Sin hablar con nadie porque a nadie le sobra tiempo para detenerse a conversar zonceras como el resfrío de Rolito o su diarrea que te tuvo tan preocupada la otra vez y al barrio entero pendiente de su internación a causa de que se deshidrató todo...

¡Te envidio!

Cuando mamá vivía por lo menos tenía con quien charlar, alguien que me quería, que se preocupaba por mí... Si iba al cine o a bailar con algún muchacho, al volver casi siempre la encontraba despierta, esperándome, no importa la hora que fuese.

Ahora no tengo a nadie. Papá a veces me invita a salir a cenar juntos..., pero nada más.

Yo soy independiente, por suerte. Tengo el dinero del alquiler de la casa que era de mamá, trabajo en la oficina donde veo gente y converso con los compañeros..., o si no me hubiera vuelto loca hace rato.

A veces me siento como una cáscara vacía, el mismo cuerpo que era yo pero sin ser yo..., sin identidad, algo sin alma. Carne, piel, huesos, glándulas... Un laboratorio de química con forma de mujer..., nada más.

Quiero vivir como ustedes, necesito de esa rutina que a vos te resulta fastidiosa. Quisiera conocer a doña Raquel y a doña Elisa, hablar de lo caro que están las cosas, de cómo sube el costo de la vida, del dinero que no alcanza para nada...

Quiero marearme con la verborragia de la abuela, verlo a Arnaldo de mal humor cuando vuelve de la cancha, porque perdió el Cerro Porteño de sus amores..., hablar con Rolo, ayudarlo con sus deberes de la escuela, sentir que ustedes son personas vivas, que discutís con tu marido por sandeces, seguro, importantes para ustedes, sin duda...

Lelia: necesito darme cuenta de que todavía hay gente viva, que el mundo no es sólo el cementerio de rostros inexpresivos que conozco desde que llegué a esta ciudad húmeda, con olor a sepultura sin flores..., despiadada.

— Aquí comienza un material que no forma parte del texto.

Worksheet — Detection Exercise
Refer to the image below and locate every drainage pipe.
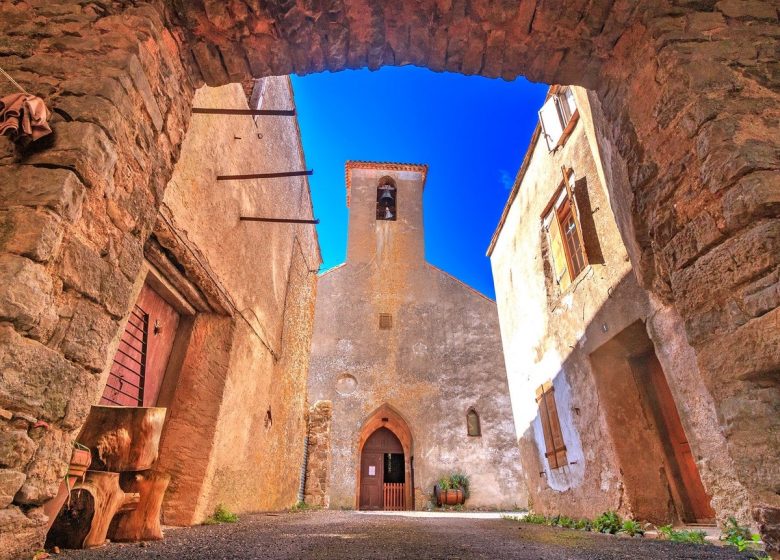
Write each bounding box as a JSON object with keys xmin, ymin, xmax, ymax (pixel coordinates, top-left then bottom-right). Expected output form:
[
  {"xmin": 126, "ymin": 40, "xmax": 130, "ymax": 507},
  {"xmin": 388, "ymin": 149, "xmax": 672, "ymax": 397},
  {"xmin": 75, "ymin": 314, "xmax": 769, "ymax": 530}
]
[{"xmin": 298, "ymin": 419, "xmax": 309, "ymax": 504}]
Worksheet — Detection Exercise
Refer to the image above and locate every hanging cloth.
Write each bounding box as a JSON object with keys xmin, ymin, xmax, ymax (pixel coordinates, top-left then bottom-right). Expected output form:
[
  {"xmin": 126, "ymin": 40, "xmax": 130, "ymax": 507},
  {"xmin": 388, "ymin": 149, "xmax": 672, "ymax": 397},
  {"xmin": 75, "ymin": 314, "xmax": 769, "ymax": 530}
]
[
  {"xmin": 0, "ymin": 68, "xmax": 51, "ymax": 142},
  {"xmin": 0, "ymin": 93, "xmax": 51, "ymax": 141}
]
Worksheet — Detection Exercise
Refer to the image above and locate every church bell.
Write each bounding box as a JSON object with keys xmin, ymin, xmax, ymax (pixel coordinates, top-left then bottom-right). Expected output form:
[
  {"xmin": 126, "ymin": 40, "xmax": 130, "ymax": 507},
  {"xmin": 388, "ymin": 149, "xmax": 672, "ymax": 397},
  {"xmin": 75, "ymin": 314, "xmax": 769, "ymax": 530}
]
[{"xmin": 379, "ymin": 187, "xmax": 395, "ymax": 206}]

Si me mudo con ustedes no les voy a acarrear problemas y tal vez hasta pueda ser un apoyo y ayudarle en la casa donde nunca acaban los trabajos... como mensualmente recibo dinero, pagaría una pensión o como quieras llamarlo... ¡no creas que quiero vivir de gorra! ¡Ja, ja, ja! y no es el caso de caer de sopetón y desequilibrar la economía de una familia...

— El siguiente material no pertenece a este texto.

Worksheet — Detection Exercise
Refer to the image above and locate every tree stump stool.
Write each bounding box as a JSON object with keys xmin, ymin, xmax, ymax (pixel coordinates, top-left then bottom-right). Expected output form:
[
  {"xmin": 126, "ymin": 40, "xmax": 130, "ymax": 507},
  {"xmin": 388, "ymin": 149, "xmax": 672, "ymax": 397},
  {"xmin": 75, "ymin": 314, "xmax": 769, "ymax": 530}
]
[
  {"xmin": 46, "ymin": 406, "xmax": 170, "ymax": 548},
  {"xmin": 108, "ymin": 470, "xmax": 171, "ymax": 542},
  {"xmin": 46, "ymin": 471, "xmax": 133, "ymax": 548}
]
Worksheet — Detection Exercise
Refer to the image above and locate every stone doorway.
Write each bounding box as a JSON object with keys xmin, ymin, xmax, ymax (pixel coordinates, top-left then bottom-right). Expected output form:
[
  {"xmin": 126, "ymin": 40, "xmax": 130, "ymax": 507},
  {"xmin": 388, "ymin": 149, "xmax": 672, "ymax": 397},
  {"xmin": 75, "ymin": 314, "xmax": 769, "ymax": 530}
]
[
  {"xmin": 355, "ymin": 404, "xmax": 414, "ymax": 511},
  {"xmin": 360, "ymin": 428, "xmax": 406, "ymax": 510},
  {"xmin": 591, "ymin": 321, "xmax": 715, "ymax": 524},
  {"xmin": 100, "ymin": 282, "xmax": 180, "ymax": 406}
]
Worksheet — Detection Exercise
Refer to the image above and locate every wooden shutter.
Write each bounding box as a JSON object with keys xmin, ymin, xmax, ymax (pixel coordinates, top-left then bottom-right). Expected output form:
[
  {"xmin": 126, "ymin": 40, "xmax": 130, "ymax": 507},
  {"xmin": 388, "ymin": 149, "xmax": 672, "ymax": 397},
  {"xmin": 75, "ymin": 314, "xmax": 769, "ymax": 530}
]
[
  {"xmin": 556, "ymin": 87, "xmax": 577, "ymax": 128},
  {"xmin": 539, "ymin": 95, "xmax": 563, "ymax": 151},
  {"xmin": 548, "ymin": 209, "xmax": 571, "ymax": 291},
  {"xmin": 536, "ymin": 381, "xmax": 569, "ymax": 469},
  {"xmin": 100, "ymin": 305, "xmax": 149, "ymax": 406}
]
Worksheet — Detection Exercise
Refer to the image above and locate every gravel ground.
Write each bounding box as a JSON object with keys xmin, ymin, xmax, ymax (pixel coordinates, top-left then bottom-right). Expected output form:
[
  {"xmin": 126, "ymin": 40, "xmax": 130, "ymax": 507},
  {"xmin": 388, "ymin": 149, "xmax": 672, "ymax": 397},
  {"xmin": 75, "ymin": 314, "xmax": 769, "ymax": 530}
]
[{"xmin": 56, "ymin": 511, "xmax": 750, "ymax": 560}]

Trato de dibujarte las cosas como son. Me pierdo por las ramas, vuelvo a lo mismo..., perdoname, pero ¡necesito tanto salir de aquí..., respirar algo de inocencia y pureza...! Me son indispensables la ingenuidad de nuestra gente y nuestra vida. Quiero volver a encontrarme...

Ay, Dios mío... ¡te lo estoy rogando, Lelia!